GBP: The Bank of England’s Monetary Policy Committee edged slightly closer to a dovish stance last Thursday, as one member shifted from voting to a hike to a neutral stance, and another from neutrality to voting for a cut. However, the consensus position at the MPC is that while rates have reached their cycle high, there is little appetite for immediate cuts and the first cut will not come before the summer at the earliest. The growth forecasts were also revised upwards, with the bank saying that UK inflation would pick-up again after the second quarter.
Meanwhile, sterling continues to benefit from the highest short-term rates in the G10, as well as the modestly better economic data that we are seeing recently, at least compared to other European countries. Next week’s fourth quarter GDP data will be interesting in this regard, as there remains a very reasonable chance that we could see the confirmation of a technical recession.
EUR: Data last week confirmed that the economy of the Eurozone as a whole stalled both in the last quarter of 2023 and for the entire year, though it managed to avoid a technical recession. Inflation in January continued its downward trend, albeit the core number came in slightly above market expectations.

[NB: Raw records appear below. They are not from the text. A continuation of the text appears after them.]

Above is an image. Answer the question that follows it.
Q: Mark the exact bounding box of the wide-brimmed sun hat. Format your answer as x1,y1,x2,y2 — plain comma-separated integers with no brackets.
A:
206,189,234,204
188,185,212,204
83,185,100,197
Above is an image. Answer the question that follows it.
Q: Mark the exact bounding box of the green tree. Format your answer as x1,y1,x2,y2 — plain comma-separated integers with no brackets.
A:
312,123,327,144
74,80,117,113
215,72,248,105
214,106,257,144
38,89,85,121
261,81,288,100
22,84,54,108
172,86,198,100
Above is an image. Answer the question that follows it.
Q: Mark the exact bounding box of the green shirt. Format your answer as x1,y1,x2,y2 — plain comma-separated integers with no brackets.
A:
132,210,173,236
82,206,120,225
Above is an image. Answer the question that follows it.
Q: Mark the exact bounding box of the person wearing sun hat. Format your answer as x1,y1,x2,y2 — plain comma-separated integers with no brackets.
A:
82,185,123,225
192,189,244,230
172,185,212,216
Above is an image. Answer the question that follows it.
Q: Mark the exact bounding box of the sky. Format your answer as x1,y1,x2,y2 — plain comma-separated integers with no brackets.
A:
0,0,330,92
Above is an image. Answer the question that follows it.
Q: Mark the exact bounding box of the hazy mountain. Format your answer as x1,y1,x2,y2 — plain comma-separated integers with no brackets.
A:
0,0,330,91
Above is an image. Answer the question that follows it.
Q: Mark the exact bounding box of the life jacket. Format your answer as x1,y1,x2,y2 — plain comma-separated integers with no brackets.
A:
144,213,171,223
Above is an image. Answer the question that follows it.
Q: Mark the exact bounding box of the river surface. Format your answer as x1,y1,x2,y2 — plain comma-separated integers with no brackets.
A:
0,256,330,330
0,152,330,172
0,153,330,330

Overall, and absent an unexpected rebound in inflationary pressures, we think it is likely that the European Central Bank will cut rates ahead of the Bank of England and the Federal Reserve, though probably not till April. Swap markets are largely in agreement, with an April cut roughly two-thirds priced in. Focus this week will be on the latest PMI numbers (Monday), followed by December retail sales (Tuesday) and speeches from ECB members, including chief economist Lane, on Thursday.
JPY: The yen received some support last week following the release of the latest Bank of Japan meeting minutes, as policymakers continued to lay the groundwork for the start to rate hikes later in the year. One member noted that conditions for an end to the negative rate policy was already being met, while there were suggestions that the impact from the New Year’s Day earthquake would be limited. The minutes also noted that discussions were being had on the process for ending the current accommodative stance.
All signs suggest that us that a first rate hike as soon as the BoJ’s April meeting remains a very real possibility, with this now roughly 70% priced in by markets. But, the bank will need to be confident of an acceleration in wages before then. The annual ‘Shunto’ wage negotiations have commenced, and members may receive news on these salary negotiations in the next couple of weeks.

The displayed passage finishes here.